Inhibition of Endothelial PHD2 Suppresses Post-Ischemic Kidney Inflammation through Hypoxia-Inducible Factor-1.

Background: Prolyl-4-hydroxylase domain-containing proteins 1-3 (PHD1 to PHD3) regulate the activity of the hypoxia-inducible factors (HIFs) HIF-1 and HIF-2, transcription factors that are key regulators of hypoxic vascular responses. We previously reported that deficiency of endothelial HIF-2 exacerbated renal ischemia-reperfusion injury, whereas inactivation of endothelial PHD2, the main oxygen sensor, provided renoprotection.

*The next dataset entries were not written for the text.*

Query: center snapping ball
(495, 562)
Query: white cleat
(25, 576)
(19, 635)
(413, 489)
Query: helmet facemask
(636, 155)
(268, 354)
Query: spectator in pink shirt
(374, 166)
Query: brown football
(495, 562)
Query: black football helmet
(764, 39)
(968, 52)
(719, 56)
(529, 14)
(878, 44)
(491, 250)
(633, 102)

Nevertheless, the molecular mechanisms by which endothelial PHD2 dictates AKI outcomes remain undefined.

Methods: To investigate the function of the endothelial PHD2/HIF axis in ischemic AKI, we examined the effects of endothelial-specific ablation of PHD2 in a mouse model of renal ischemia-reperfusion injury. We also interrogated the contribution of each HIF isoform by concurrent endothelial deletion of both PHD2 and HIF-1 or both PHD2 and HIF-2.

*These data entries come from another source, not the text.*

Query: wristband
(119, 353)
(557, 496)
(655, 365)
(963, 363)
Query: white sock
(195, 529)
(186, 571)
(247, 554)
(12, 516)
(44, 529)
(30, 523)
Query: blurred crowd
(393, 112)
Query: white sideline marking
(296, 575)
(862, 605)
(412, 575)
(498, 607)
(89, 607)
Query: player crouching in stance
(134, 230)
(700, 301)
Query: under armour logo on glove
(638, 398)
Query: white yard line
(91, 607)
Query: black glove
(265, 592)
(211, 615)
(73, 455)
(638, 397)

Results: Endothelial deletion of Phd2 preserved kidney function and limited transition to CKD. Mechanistically, we found that endothelial Phd2 ablation protected against renal ischemia-reperfusion injury by suppressing the expression of proinflammatory genes and recruitment of inflammatory cells in a manner that was dependent on HIF-1 but not HIF-2. Persistence of renoprotective responses after acute inducible endothelial-specific loss of Phd2 in adult mice ruled out a requirement for PHD2 signaling in hematopoietic cells. Although Phd2 inhibition was not sufficient to induce detectable HIF activity in the kidney endothelium, in vitro experiments implicated a humoral factor in the anti-inflammatory effects generated by endothelial PHD2/HIF-1 signaling.

Conclusions: Our findings suggest that activation of endothelial HIF-1 signaling through PHD2 inhibition may offer a novel therapeutic approach against ischemic AKI.